Nappy-free Baby

Put your children on the potty from an early age and your life will be better

Do you want your child to sit in a nappy full of their own faeces? Do you enjoy changing dirty nappies and wiping poo from their bottom, legs and back? Do you think it reasonable to allow your child to soil themselves, rather than to give them the opportunity to relieve themselves in a potty or toilet? If you answered yes to any of the above questions then this article is not for you.

Very young children are capable of holding it until given the opportunity to use a potty, and it is very easy to build this routine into your life. It has lots of benefits and is definitely something you should do.

One to save for her 18th birthday…

Nappy-free baby is a concept I first came across (like so many things) via Kevin Kelly’s Cool Tools (previously featured here). In this case it wasn’t through browsing the Cool Tools catalogue, a large printed book full of recommendations from the website and elsewhere. I highly, highly recommend the catalogue, it’s a few years out-of-date in some areas but browsing through it opens your mind up to all sorts of new opportunities, tools and things that you may not have considered before.

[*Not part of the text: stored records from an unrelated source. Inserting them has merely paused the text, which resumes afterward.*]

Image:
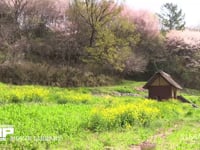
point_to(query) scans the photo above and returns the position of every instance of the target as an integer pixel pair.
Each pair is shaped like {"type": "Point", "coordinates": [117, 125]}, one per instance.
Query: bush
{"type": "Point", "coordinates": [30, 73]}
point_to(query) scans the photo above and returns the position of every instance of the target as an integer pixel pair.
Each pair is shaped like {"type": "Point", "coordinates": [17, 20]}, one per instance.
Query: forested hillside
{"type": "Point", "coordinates": [91, 42]}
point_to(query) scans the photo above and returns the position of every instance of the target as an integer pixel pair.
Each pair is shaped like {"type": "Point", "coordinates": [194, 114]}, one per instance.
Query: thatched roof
{"type": "Point", "coordinates": [166, 76]}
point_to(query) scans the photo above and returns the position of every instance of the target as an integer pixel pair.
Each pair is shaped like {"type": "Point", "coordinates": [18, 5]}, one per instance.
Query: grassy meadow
{"type": "Point", "coordinates": [112, 117]}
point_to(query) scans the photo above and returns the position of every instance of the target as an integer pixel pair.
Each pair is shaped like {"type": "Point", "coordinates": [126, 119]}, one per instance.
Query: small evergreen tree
{"type": "Point", "coordinates": [172, 17]}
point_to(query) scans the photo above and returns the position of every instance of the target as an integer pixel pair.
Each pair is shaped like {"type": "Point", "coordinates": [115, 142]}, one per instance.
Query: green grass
{"type": "Point", "coordinates": [110, 117]}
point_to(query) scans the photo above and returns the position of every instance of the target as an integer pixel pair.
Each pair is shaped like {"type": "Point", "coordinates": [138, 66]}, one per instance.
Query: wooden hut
{"type": "Point", "coordinates": [162, 86]}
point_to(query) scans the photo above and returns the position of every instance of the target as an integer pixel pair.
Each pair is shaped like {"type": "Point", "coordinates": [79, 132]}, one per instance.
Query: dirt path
{"type": "Point", "coordinates": [150, 144]}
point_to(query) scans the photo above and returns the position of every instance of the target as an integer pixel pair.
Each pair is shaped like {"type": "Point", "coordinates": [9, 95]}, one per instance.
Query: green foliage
{"type": "Point", "coordinates": [88, 118]}
{"type": "Point", "coordinates": [171, 17]}
{"type": "Point", "coordinates": [36, 121]}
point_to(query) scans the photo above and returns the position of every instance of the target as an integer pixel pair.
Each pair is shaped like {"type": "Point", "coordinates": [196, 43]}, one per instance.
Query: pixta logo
{"type": "Point", "coordinates": [5, 130]}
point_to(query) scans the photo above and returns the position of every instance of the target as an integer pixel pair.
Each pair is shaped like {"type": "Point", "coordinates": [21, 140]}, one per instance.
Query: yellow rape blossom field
{"type": "Point", "coordinates": [112, 117]}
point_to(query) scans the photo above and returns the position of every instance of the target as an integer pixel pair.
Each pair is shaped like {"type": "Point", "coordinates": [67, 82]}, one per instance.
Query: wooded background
{"type": "Point", "coordinates": [92, 42]}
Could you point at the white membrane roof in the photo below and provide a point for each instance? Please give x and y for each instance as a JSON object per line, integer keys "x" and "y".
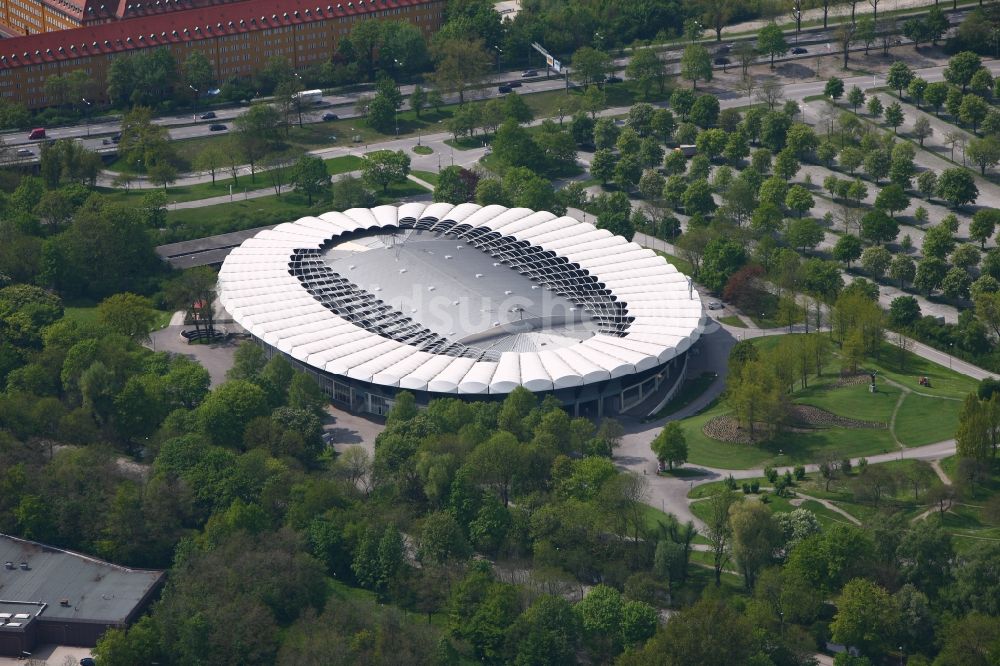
{"x": 258, "y": 289}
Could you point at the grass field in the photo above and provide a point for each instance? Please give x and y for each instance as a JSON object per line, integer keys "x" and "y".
{"x": 430, "y": 176}
{"x": 87, "y": 314}
{"x": 182, "y": 193}
{"x": 251, "y": 213}
{"x": 920, "y": 420}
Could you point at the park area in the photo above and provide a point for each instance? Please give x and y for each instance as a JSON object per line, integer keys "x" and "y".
{"x": 836, "y": 415}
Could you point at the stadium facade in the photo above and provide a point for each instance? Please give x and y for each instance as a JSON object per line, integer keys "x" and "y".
{"x": 465, "y": 301}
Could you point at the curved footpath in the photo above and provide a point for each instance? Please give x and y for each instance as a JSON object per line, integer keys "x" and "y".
{"x": 669, "y": 493}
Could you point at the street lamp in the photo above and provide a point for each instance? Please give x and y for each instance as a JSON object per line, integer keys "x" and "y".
{"x": 195, "y": 116}
{"x": 86, "y": 113}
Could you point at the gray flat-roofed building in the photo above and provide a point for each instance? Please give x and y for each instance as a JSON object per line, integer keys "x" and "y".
{"x": 68, "y": 598}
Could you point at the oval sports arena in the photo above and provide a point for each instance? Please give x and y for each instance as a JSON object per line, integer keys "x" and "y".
{"x": 465, "y": 301}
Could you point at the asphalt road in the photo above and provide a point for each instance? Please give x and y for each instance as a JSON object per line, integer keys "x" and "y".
{"x": 188, "y": 126}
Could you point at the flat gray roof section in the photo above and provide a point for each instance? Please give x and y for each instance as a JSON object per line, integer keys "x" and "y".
{"x": 206, "y": 251}
{"x": 96, "y": 591}
{"x": 459, "y": 292}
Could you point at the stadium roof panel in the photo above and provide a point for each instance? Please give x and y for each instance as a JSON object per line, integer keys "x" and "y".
{"x": 285, "y": 288}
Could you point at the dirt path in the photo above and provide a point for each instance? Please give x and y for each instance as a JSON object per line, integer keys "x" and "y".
{"x": 936, "y": 466}
{"x": 892, "y": 419}
{"x": 829, "y": 505}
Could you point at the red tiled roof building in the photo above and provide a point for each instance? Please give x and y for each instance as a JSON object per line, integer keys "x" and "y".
{"x": 238, "y": 38}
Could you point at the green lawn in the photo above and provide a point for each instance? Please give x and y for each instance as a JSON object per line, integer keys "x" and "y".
{"x": 923, "y": 421}
{"x": 251, "y": 213}
{"x": 944, "y": 382}
{"x": 334, "y": 166}
{"x": 732, "y": 320}
{"x": 87, "y": 314}
{"x": 851, "y": 401}
{"x": 343, "y": 164}
{"x": 789, "y": 448}
{"x": 464, "y": 143}
{"x": 247, "y": 214}
{"x": 430, "y": 176}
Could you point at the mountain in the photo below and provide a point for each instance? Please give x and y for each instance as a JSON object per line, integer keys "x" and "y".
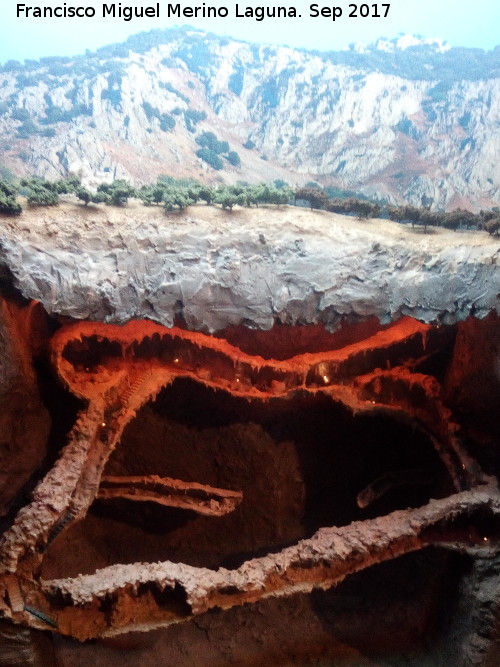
{"x": 405, "y": 119}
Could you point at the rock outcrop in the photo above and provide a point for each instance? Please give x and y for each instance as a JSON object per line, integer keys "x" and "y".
{"x": 419, "y": 124}
{"x": 212, "y": 269}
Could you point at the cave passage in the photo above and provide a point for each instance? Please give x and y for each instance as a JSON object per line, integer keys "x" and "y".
{"x": 218, "y": 463}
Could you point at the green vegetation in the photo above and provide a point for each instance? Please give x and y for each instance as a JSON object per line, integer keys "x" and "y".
{"x": 178, "y": 194}
{"x": 8, "y": 203}
{"x": 116, "y": 193}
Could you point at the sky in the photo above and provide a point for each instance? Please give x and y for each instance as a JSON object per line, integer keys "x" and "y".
{"x": 460, "y": 22}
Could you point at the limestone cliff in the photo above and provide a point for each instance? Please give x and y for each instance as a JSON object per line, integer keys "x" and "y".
{"x": 418, "y": 123}
{"x": 255, "y": 267}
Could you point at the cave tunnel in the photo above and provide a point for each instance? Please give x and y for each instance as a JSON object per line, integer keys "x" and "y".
{"x": 299, "y": 462}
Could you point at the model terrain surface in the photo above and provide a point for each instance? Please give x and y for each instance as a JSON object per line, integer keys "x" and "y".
{"x": 259, "y": 434}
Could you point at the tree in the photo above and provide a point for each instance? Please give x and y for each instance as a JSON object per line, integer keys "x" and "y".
{"x": 206, "y": 194}
{"x": 228, "y": 198}
{"x": 40, "y": 192}
{"x": 8, "y": 203}
{"x": 84, "y": 195}
{"x": 315, "y": 197}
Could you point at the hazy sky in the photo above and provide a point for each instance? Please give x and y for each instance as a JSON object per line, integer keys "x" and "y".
{"x": 460, "y": 22}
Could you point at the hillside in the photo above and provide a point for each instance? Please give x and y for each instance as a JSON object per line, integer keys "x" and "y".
{"x": 400, "y": 120}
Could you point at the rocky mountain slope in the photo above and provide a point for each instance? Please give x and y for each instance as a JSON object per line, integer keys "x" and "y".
{"x": 400, "y": 120}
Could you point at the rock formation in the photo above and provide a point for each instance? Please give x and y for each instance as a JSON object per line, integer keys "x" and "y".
{"x": 416, "y": 121}
{"x": 210, "y": 437}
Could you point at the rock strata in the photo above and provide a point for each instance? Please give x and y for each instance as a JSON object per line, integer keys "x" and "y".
{"x": 211, "y": 269}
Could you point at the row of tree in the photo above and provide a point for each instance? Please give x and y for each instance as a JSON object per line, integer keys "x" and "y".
{"x": 180, "y": 193}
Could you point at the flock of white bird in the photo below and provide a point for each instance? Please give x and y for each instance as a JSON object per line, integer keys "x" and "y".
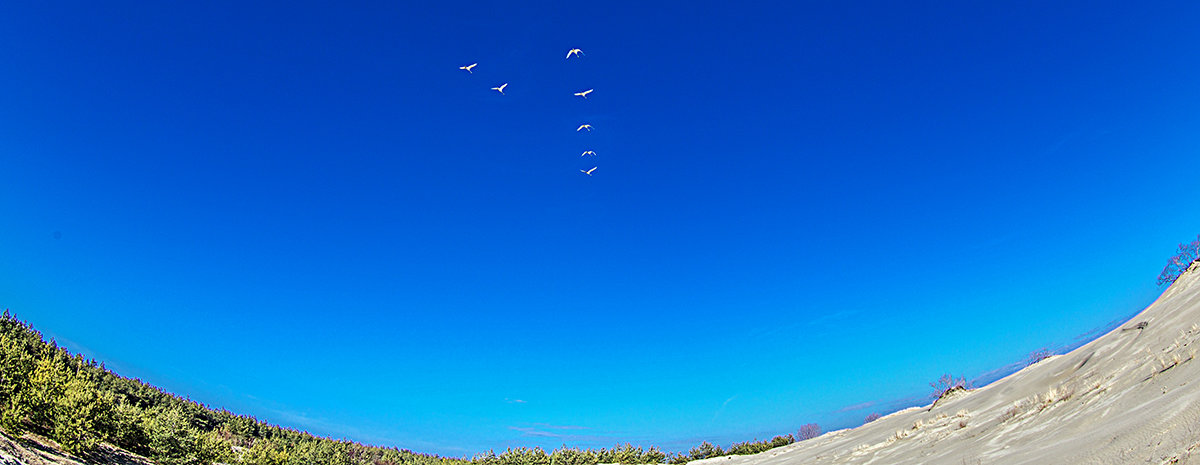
{"x": 570, "y": 53}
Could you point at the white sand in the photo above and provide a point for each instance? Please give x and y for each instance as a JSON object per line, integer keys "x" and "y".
{"x": 1129, "y": 397}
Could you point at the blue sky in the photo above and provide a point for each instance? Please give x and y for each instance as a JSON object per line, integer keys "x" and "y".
{"x": 802, "y": 211}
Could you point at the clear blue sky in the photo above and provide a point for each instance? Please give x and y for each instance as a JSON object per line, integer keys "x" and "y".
{"x": 802, "y": 210}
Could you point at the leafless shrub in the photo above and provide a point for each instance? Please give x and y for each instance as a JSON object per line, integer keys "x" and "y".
{"x": 1183, "y": 258}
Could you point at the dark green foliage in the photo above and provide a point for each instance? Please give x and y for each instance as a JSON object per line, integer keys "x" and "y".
{"x": 81, "y": 404}
{"x": 1186, "y": 255}
{"x": 706, "y": 450}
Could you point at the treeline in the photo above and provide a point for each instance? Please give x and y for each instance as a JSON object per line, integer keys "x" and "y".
{"x": 628, "y": 453}
{"x": 81, "y": 404}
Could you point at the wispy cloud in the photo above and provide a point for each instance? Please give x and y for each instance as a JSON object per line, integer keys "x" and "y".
{"x": 561, "y": 432}
{"x": 721, "y": 409}
{"x": 856, "y": 406}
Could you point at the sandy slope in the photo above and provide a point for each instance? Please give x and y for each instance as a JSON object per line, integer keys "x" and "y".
{"x": 1129, "y": 397}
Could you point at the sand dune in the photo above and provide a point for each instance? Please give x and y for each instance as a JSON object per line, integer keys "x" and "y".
{"x": 1129, "y": 397}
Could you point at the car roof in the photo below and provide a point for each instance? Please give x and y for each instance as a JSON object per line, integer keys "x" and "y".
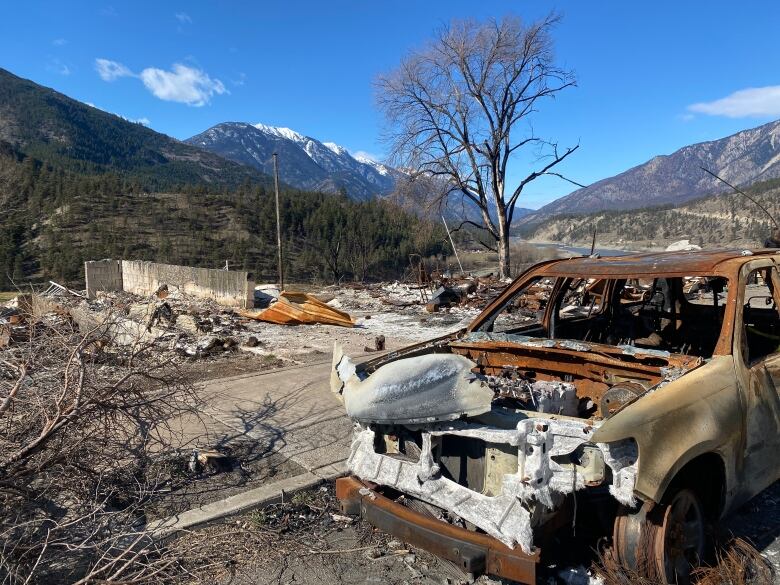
{"x": 697, "y": 262}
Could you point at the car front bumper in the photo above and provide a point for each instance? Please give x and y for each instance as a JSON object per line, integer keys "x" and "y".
{"x": 473, "y": 552}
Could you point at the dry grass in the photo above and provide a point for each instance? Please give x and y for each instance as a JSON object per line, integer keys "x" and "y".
{"x": 738, "y": 563}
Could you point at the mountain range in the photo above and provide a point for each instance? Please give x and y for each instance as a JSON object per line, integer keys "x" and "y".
{"x": 742, "y": 159}
{"x": 304, "y": 162}
{"x": 47, "y": 125}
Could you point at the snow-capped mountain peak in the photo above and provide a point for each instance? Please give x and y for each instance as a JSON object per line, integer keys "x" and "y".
{"x": 304, "y": 162}
{"x": 285, "y": 133}
{"x": 339, "y": 150}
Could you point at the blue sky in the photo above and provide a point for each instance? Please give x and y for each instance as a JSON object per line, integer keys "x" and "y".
{"x": 652, "y": 76}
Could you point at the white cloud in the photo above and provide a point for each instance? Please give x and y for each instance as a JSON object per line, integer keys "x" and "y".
{"x": 111, "y": 70}
{"x": 750, "y": 102}
{"x": 58, "y": 66}
{"x": 184, "y": 84}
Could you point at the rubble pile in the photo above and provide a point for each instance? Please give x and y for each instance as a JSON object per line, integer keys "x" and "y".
{"x": 375, "y": 317}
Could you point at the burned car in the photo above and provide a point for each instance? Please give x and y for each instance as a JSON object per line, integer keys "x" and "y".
{"x": 642, "y": 387}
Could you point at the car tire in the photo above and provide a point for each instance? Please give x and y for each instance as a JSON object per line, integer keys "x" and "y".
{"x": 663, "y": 542}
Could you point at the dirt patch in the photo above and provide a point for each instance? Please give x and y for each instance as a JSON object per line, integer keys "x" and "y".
{"x": 244, "y": 465}
{"x": 306, "y": 541}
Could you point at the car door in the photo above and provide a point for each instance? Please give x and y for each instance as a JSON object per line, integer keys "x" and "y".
{"x": 757, "y": 356}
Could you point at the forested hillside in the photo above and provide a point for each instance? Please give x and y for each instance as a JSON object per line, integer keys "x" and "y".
{"x": 71, "y": 135}
{"x": 51, "y": 220}
{"x": 728, "y": 219}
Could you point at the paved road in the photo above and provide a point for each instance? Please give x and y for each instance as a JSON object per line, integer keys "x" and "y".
{"x": 291, "y": 411}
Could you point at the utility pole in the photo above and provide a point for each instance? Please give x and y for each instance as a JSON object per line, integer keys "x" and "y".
{"x": 452, "y": 242}
{"x": 278, "y": 225}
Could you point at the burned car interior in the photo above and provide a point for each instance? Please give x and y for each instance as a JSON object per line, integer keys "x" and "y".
{"x": 496, "y": 428}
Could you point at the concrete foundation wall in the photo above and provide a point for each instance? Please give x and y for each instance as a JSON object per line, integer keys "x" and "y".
{"x": 227, "y": 287}
{"x": 103, "y": 275}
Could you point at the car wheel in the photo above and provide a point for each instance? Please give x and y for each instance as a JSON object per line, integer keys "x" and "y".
{"x": 664, "y": 542}
{"x": 679, "y": 540}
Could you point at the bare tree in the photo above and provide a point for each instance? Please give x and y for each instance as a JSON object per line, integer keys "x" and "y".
{"x": 457, "y": 109}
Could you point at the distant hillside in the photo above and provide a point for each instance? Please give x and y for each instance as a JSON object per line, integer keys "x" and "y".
{"x": 304, "y": 162}
{"x": 742, "y": 159}
{"x": 722, "y": 220}
{"x": 49, "y": 126}
{"x": 51, "y": 220}
{"x": 77, "y": 183}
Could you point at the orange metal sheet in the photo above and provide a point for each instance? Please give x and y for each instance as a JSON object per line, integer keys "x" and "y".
{"x": 294, "y": 308}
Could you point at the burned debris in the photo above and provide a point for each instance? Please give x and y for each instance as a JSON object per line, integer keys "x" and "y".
{"x": 603, "y": 377}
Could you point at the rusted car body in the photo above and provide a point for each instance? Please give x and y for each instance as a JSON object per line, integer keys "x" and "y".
{"x": 647, "y": 385}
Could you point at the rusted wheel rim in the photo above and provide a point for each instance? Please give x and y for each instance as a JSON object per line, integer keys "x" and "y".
{"x": 679, "y": 541}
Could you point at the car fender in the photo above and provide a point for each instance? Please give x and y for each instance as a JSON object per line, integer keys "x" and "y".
{"x": 700, "y": 412}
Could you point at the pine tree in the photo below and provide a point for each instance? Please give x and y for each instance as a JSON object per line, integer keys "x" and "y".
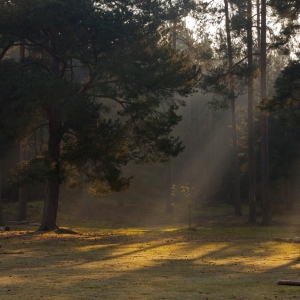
{"x": 82, "y": 56}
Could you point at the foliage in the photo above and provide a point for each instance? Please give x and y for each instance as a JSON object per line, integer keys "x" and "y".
{"x": 105, "y": 51}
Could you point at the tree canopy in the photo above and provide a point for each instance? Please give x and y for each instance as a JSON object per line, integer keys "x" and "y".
{"x": 81, "y": 57}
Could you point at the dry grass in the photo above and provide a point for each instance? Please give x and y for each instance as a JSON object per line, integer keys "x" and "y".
{"x": 166, "y": 263}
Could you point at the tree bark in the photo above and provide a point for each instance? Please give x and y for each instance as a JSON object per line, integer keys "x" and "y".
{"x": 266, "y": 204}
{"x": 251, "y": 153}
{"x": 22, "y": 204}
{"x": 237, "y": 193}
{"x": 1, "y": 212}
{"x": 170, "y": 175}
{"x": 53, "y": 182}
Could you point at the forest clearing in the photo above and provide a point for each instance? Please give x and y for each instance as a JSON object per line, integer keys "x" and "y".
{"x": 224, "y": 259}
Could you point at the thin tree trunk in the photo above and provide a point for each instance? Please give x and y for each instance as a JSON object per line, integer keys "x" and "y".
{"x": 237, "y": 193}
{"x": 22, "y": 204}
{"x": 55, "y": 135}
{"x": 266, "y": 215}
{"x": 251, "y": 153}
{"x": 169, "y": 204}
{"x": 1, "y": 213}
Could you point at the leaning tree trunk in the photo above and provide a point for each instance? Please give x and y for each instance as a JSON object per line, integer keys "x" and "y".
{"x": 237, "y": 193}
{"x": 266, "y": 215}
{"x": 55, "y": 136}
{"x": 251, "y": 153}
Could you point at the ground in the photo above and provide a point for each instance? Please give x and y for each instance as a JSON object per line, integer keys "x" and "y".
{"x": 222, "y": 259}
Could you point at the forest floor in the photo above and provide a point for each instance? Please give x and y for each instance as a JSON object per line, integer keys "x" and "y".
{"x": 222, "y": 258}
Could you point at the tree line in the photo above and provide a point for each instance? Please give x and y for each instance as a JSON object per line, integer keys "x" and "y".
{"x": 63, "y": 64}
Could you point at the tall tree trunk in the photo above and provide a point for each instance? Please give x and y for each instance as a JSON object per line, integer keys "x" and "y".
{"x": 251, "y": 153}
{"x": 169, "y": 202}
{"x": 55, "y": 136}
{"x": 266, "y": 215}
{"x": 22, "y": 204}
{"x": 1, "y": 212}
{"x": 237, "y": 193}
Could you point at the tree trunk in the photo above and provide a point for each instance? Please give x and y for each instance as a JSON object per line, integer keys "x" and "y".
{"x": 55, "y": 136}
{"x": 266, "y": 204}
{"x": 237, "y": 193}
{"x": 22, "y": 204}
{"x": 1, "y": 213}
{"x": 251, "y": 153}
{"x": 170, "y": 175}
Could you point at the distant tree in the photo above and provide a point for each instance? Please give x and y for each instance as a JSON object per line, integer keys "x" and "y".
{"x": 266, "y": 203}
{"x": 251, "y": 149}
{"x": 22, "y": 203}
{"x": 82, "y": 56}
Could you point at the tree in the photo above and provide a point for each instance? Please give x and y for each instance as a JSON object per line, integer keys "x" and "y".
{"x": 82, "y": 53}
{"x": 251, "y": 150}
{"x": 267, "y": 216}
{"x": 232, "y": 98}
{"x": 22, "y": 204}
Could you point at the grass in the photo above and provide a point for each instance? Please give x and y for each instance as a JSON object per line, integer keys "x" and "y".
{"x": 221, "y": 260}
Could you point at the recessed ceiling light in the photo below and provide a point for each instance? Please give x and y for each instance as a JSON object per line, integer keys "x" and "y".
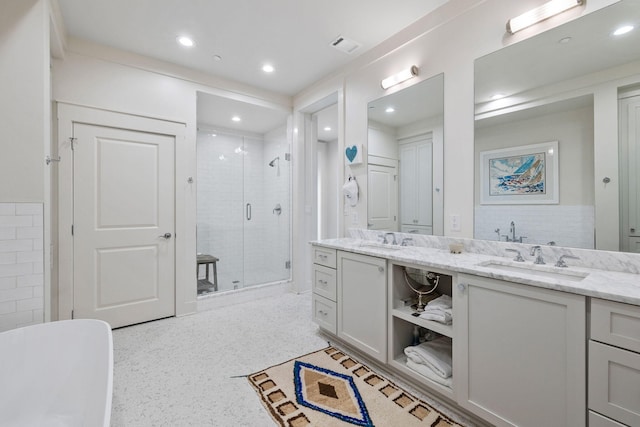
{"x": 623, "y": 30}
{"x": 185, "y": 41}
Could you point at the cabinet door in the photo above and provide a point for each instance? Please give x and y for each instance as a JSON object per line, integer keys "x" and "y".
{"x": 519, "y": 353}
{"x": 362, "y": 303}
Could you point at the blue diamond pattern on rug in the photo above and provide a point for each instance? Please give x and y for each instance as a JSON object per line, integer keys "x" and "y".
{"x": 330, "y": 392}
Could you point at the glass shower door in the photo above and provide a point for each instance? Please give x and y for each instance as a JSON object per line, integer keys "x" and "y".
{"x": 244, "y": 207}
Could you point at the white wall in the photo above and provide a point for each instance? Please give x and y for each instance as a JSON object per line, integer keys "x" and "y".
{"x": 24, "y": 177}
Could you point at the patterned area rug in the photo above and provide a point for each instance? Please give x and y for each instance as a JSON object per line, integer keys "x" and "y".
{"x": 330, "y": 388}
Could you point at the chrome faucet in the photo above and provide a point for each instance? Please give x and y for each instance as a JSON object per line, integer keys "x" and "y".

The basic idea is that children do not want to soil themselves, and if you give them the opportunity to poo in a potty then they will do so, rather than in their nappy. The usual advice of waiting until a child is 2 or 3 until trying to introduce the potty is advice that has been promoted by and on behalf of Pampers and similar companies to sell more nappies. Nappies are very good and effective at holding in waste so it is easy and convenient to continue to use them. This is relatively recent advice, since good disposable nappies were invented. Prior to the 1950s, it was usual to encourage young children to use a potty, since it saved on laundry. This approach is still followed in many developing countries.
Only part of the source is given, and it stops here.